26 LE RÉVIZOR
Anna Andreevna. — Tout à l'heure ! En voilà des nouvelles !... tout à l'heure !... Un mot aurait suffi : est-il colonel ou non? Oh !... (Indifférente.) Tu ne m'as pas répondu... tu me le payeras... ! Et quant à elle... toujours avec sa « maman... petite maman... attendez-moi une seconde... là... un peigne à mes cheveux et je suis prête »... Elle est jolie la seconde !.. Nous sommes bien avancées !... Et toujours cette sacrée coquetterie !... Elle a su que le directeur des postes était là et la voilà qui se tortille, à gauche... à droite, devant la glace... Hein ? Tu crois qu'il te remarque, malheureuse !... Mais il te fait la grimace quand tu lui tournes le dos !...
Maria Antonovna. — Que veux-tu, petite mère ?... Il nous suffira de savoir dans deux heures...

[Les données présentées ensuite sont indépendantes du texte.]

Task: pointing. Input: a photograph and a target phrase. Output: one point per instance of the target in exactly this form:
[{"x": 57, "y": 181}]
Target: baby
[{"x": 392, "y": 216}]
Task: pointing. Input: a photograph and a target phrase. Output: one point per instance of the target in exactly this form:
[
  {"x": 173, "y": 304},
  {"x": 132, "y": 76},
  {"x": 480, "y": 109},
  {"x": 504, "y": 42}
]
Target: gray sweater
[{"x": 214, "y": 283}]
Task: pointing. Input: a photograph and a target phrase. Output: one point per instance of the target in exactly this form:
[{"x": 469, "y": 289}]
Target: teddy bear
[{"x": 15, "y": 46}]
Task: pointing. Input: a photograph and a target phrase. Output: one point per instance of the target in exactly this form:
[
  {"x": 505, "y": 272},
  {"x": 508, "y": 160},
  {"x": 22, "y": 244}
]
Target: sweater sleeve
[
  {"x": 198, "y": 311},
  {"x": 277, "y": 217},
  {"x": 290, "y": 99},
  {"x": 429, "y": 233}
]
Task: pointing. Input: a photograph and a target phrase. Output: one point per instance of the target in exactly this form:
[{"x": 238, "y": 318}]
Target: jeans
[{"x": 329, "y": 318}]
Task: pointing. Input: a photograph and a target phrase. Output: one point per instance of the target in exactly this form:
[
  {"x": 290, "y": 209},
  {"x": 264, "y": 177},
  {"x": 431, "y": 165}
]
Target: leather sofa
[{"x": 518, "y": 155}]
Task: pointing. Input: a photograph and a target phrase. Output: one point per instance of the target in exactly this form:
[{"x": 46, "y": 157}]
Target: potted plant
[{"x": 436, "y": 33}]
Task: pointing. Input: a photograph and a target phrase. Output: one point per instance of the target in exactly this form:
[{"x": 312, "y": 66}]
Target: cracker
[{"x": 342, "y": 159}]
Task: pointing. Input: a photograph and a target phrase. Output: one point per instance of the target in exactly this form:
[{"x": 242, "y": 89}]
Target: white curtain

Anna Andreevna. — Dans deux heures ! Je te remercie... délicieuse réponse... pourquoi pas dans un mois ! (Elle se penche par la fenêtre.) Eh ! Avdotia... Hein ?... Es-tu au courant ?... Quelqu'un est-il arrivé?... Tu ne sais rien... Quelle idiote !... Elle ose faire signe que non... Tu n'aurais donc pas pu te renseigner! Toujours la tête vide... rien que des hommes dans cette caboche... Tu n'as donc pas pu courir derrière la voiture! Allons, fiche le camp... Vite... cours, vole et informe-toi... et viens me dire où ils sont allés... avec précision... d'où il vient... comment il est !... Regarde, s'il le faut, par le trou de la serrure... tu me diras si ses yeux sont noirs ou non... et reviens de suite, de suite... compris... Vite, vite, vite, vite !
(Elle continue à crier tandis que le rideau tombe ; sa fille est aussi à la fenêtre, près d'elle.)